Gentler than acid-based formulas, Iron OUT Powder Rust Stain Remover contains sodium metabisulfite and sodium hydrosulfite—crystals that are proven rust erasers. This septic-safe powder works for numerous household needs, including bathroom, kitchen, and laundry. For instance, Iron OUT Powder Rust Stain Remover removes rust build-up in water softeners, helping maintain their performance, and similarly, the product can extend the life of your washing machine. If you live in an area with hard water and high iron content, consider keeping a bottle handy to banish corrosion not only on (and within) plumbing and appliances, but also from clothing and fabrics.

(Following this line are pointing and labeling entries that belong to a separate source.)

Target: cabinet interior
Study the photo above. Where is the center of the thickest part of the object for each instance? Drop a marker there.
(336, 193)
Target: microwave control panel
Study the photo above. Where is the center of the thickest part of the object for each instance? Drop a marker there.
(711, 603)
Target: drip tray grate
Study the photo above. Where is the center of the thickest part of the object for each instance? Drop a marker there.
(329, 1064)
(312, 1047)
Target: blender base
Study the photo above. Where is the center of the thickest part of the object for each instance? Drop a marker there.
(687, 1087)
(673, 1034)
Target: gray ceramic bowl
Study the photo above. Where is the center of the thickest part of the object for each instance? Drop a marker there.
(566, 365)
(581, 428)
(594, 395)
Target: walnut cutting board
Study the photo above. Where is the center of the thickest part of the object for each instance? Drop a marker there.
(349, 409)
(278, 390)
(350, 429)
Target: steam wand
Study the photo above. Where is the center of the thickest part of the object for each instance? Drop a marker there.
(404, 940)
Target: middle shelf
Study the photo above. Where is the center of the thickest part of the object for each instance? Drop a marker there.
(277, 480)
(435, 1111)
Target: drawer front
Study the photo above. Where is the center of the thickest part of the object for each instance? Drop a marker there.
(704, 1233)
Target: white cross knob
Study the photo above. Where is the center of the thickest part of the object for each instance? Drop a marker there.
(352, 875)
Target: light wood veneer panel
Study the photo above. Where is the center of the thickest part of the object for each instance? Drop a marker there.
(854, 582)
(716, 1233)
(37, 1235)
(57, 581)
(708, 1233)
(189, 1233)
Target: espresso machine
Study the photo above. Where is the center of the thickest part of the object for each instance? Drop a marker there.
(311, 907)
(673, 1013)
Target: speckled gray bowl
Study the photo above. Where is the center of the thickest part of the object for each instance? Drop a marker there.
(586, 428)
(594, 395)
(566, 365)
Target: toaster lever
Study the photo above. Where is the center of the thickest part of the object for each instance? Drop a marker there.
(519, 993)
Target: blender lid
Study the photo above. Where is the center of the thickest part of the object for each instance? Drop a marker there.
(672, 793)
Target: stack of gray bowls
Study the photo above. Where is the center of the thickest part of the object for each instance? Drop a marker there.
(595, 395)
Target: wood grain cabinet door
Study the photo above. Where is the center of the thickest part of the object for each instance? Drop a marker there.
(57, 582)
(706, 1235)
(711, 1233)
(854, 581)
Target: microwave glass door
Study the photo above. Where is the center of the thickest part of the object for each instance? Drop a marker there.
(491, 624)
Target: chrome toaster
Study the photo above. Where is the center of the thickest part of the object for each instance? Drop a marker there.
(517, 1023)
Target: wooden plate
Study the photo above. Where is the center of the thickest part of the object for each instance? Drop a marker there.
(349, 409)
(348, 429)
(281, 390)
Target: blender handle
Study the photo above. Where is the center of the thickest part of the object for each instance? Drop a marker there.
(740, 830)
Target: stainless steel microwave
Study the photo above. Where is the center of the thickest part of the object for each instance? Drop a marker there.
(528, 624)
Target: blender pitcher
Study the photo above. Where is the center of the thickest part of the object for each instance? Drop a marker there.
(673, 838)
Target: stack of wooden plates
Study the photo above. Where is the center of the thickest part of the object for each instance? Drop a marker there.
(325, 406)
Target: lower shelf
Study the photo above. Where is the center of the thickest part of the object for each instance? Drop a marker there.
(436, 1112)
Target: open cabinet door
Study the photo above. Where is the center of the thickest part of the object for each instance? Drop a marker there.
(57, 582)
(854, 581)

Specially designed for the marine industry, Corroseal Water-Based Rust Converter Metal Primer is ideal for heavily rusted outdoor equipment. Instead of eating away at rust the way acids do, this Corroseal product relies on a chemical conversion process that turns rust into magnetite, a stable black coating. Just brush this water-based formula onto any rusty surface (except stainless steel and galvanized metals) and let it dwell 24 hours until fully dry and cured. Then paint over the magnetite coating. Many DIYers consider this to be the best product on the market for heavy-duty restoration of such things as patio furniture and trailer restoration.
Non-toxic, industrial-strength WD-40 Specialist Rust Remover Soak is perfect for auto restoration, and it can also be used on large, metal outdoor structures like metal swing sets or sheds. WD-40 claims its formula makes old metal look practically new again—without laborious scraping, chipping, or scrubbing—in as little time as 24 hours. Perhaps best of all, WD-40 Specialist Rust Remover Soak doesn’t give off fumes.
With its potent yet non-toxic mix of active ingredients, CLR Pro Cleaner is fast-acting, industrial-strength, EPA-certified—and one of the most versatile cleaners for home and outdoor use. The formula utilizes both lactic and gluconic acids, which are less caustic but no less effective than harsher acid-based removers. It works wonders on rusty tools, outdoor equipment, car parts, stainless steel, plastic, ceramic tile, glass, and fiberglass surfaces and is also a great alternative to ammonia- and bleach-based products on hard water deposits, soap scum, and rusted toilets.